Friday, 20 December 2013

Mr B's Reading Year, Two: 'The sea is still beneath our feet'

For Ginny Cook Smith, her father's thousand acres has been the bedrock of her life in Iowa, the ground upon which her life, and the lives of her two sisters, Rose and Caroline, and their families has been built. However, early in the novel, her description of 'tile', the plastic tubing that has drained the soil and made it fit for crops, indicates a hidden instability underneath the universal currency of land:  'I was always aware, I think, of the water in the soil… the sea is still beneath our feet and we walk on it.' It is only later in life that Ginny becomes aware of the possible link between the nitrates draining into their well water and the five miscarriages she has suffered, but the image of the underground lake lingers. However, it is also the deep roots of this novel in a particular type of community and its affiliation to the land that allows it to escape both melodrama and the accusation that it is simply a poor reworking of King Lear. Although the parallels with Lear are, in one sense, obvious - the plot hinges on Larry Cook's division of his farm between his two oldest daughters after he cuts the youngest out of his will - I found that as I read I forgot the links with the play and that obvious references failed to occur to me until after I'd finished reading. This is obviously a good thing; and testament to Smiley's excellent writing that incidents that could have seemed grotesque or ill-fitting in a modern-day retelling, such as 'Gloucester's' blinding or Goneril's rumoured poisoning of Regan, worked seamlessly within Ginny's narrative.

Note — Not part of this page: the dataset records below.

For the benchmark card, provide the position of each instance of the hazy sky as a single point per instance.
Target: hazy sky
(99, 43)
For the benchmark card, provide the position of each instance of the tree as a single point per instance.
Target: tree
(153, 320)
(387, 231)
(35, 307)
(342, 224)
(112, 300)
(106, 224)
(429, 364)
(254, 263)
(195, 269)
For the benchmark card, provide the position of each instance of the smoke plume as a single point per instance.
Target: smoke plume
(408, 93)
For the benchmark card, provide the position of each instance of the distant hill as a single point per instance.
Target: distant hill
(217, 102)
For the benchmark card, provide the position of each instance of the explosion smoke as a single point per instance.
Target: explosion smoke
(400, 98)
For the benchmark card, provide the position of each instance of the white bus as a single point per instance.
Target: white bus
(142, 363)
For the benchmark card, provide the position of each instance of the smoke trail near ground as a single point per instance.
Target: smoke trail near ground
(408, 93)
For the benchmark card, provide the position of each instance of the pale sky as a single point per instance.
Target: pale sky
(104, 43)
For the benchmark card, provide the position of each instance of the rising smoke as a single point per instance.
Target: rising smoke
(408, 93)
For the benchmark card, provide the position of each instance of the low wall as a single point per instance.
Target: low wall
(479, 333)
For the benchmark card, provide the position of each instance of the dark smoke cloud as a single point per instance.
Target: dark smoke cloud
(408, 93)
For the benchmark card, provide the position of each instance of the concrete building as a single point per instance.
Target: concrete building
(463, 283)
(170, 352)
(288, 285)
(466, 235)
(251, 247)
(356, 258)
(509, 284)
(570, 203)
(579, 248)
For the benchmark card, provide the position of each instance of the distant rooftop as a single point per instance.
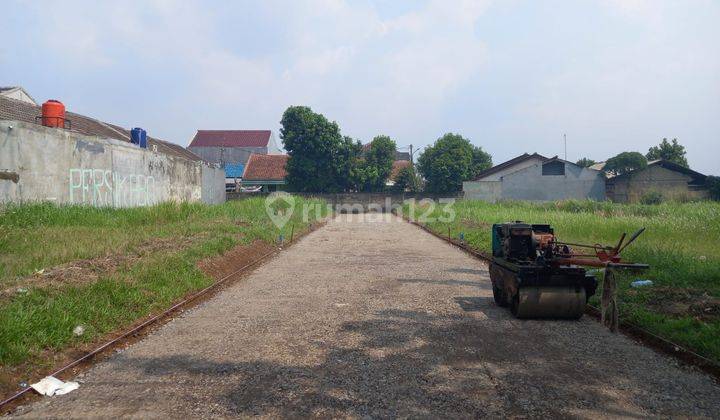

Ginny and Rose share the memory of a tormented childhood under Larry's watch, especially after the death of their mother, and Smiley deftly conveys the pain they have both concealed while resorting to very little direct detail from either of this sisters. It is, indeed, one of Larry's mismemories as he descends into madness that provides one of the most vivid images of the past, when he tells Caroline about a brown velveteen coat she once had: 'You didn't like it either, nosiree. You didn't want any brown coat and hat. You wanted pink! Candy pink. You had it all worked out in your mind about that pink velveteen, and you took a pink Crayola to that coat, too!… Your mama had to spank you then for sure!' Ginny, who overhears this exchange, cannot bear it when her father brings this story up again in a court case, after the tables have turned and Larry believes that Caroline is the only daughter who is on his side. Confronting him with the fact that he has reshaped their past, she shouts, 'Daddy, it was Rose who had the velveteen coat! It was Rose who sang! It was me who dropped things through the well gates!' This brief thread demonstrates a number of things about Larry's relationship with his daughters; that he can continually reinvent himself as the loving patriarch, focusing on their mother's light spankings rather than his beatings; that he prefers to forget his daughters' existence rather than recognise what he sees as their disloyalty; and that despite recognising his abuse, Ginny and Rose remain desperate for their father's love.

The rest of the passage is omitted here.